There may not be segregated bathrooms anymore, but a collection of community leaders and Oberlin High School students agreed Monday that racism remains a part of the American culture.
Police Chief Ryan Warfield told the students they are right to be frustrated.
He said like any parent, he worries when his three sons head out on the town. Fearing for their safety, Warfield has taught his children what to do if they are stopped by the police: Keep hands on the steering wheel, don’t argue and do as you are told, no matter what.
It’s a lesson he learned from experience, and one reason he became a police officer.
Warfield recalled when, during a break from college, he was pulled over by police in Lorain. His father was a prominent union member and the family could afford a nice car, he said — the officer in charge noted the vehicle, but wouldn’t say why the stop was made, or why Warfield and his friends were forced onto their knees with hands behind their heads.
Warfield and other community leaders joined about 40 high school students in the school library to talk about race relations after a field trip Friday to see the new film “Just Mercy” starring Jamie Foxx, Michael B. Jordan and Brie Larson.
The movie tells the true story of Walter McMillian, who was sent immediately to Alabama’s Death Row while awaiting pretrial for the murder of 18-year-old Ronda Morrison. A black man, McMillian was wrongfully targeted as a suspect because he was having an affair with a white woman, and police coerced a witness to lie under oath at trial to make the murder charge stick.
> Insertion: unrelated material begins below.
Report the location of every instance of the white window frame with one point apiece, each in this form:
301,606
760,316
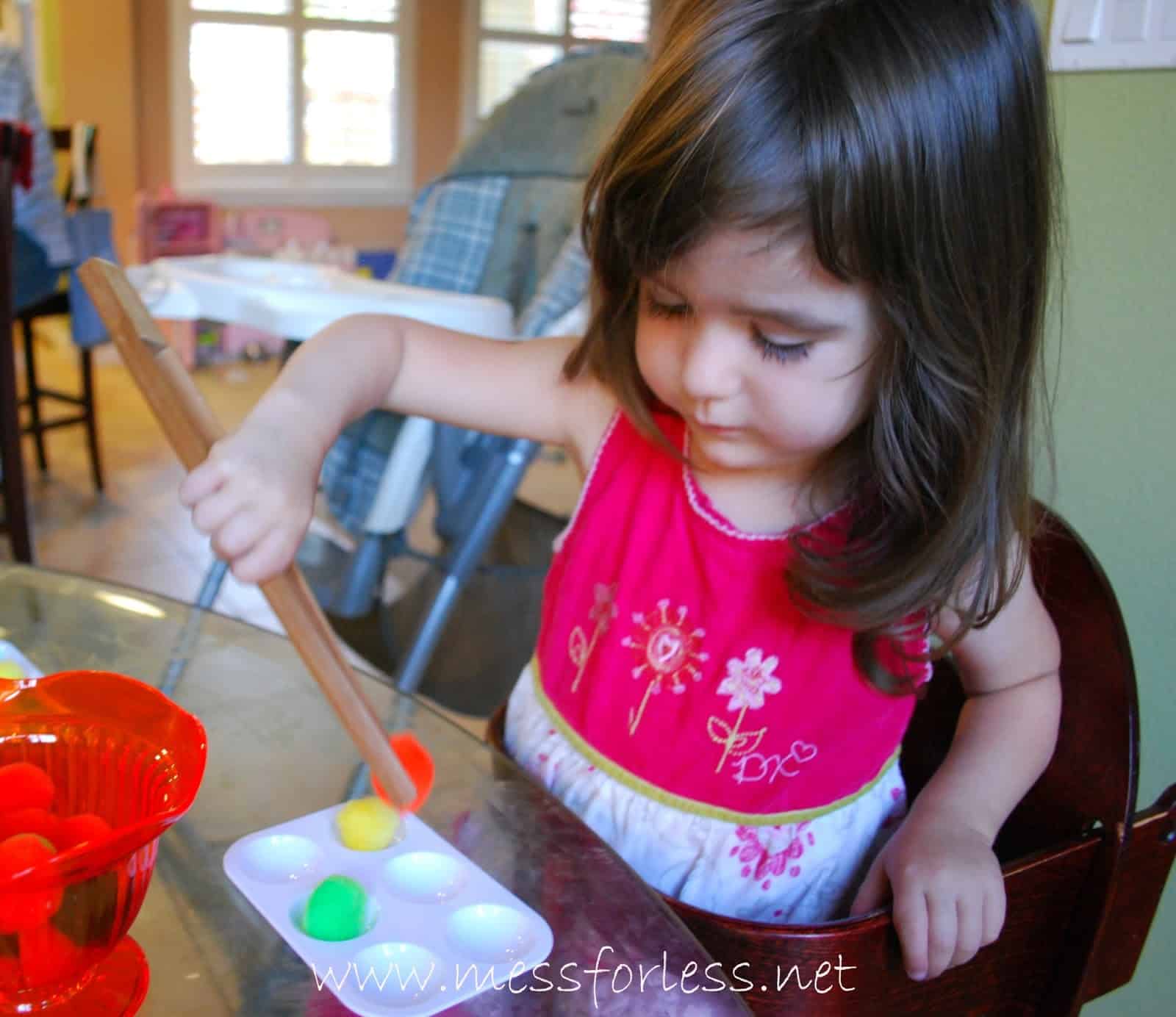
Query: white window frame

The jury, presented with fake testimony, recommended a life sentence. A judge overrode it and demanded that McMillian be executed. McMillian was set free after six years when the case was overturned on appeal. He died in 2013 at age 71 due to dementia, believed to have been spurred by trauma suffered in prison.
“Someone told me that Jim Crow is dead, but his children are still alive,” teacher Kurt Russell told the students.
Russell told students the case was an example of how prejudice is still an issue today, leading to a conversation about its role in not just the justice system but education and health care.
Parent Charles Peterson, who sat in on the discussion, said Americans have to look only as far as the U.S. Senate to see race inequality. Of the 100 seated, only two — Cory Booker of New Jersey and Kamala Harris of California — are black.
Inequality breeds racism, and racism perpetuates inequality, said Peterson: “There’s no way to break out of that cycle.”
There also is institutional racism in banking, college financial aid packages and at the doctor’s office, Warfield said.
“How do we fix it?” he asked. “One, our people gotta be woke. I’m so happy you are all here, and the start of it is being woke. But you have to treat it like your life depends on it.”
Magistrate Charlita Anderson White, who is president of the Lorain County Bar Association, said it’s easy to think racism is only a problem in the Deep South.
“This entire community needs to advocate for people of color in all positions, in every phase of law enforcement,” she told Oberlin students.
The message of “Just Mercy” rang true for her. Anderson White said that as a prosecutor, she tried cases in which she was unsure whether the suspect was guilty, and after each police shooting she calls her adult son to make sure he is safe.
“I don’t want you to walk out of here being afraid of police,” she told high schoolers — there are good people in uniform, but the ones she trusts are “woke.”
Warfield said police across the nation handled 750 million calls last year, and abuses were documented in only a tiny percent of cases.
According to a database published by The Washington Post, 1,004 people died last year due to police use of force. In 2018, the number killed by police was 995.
Warfield promised to return to talk with students about how to handle a police stop.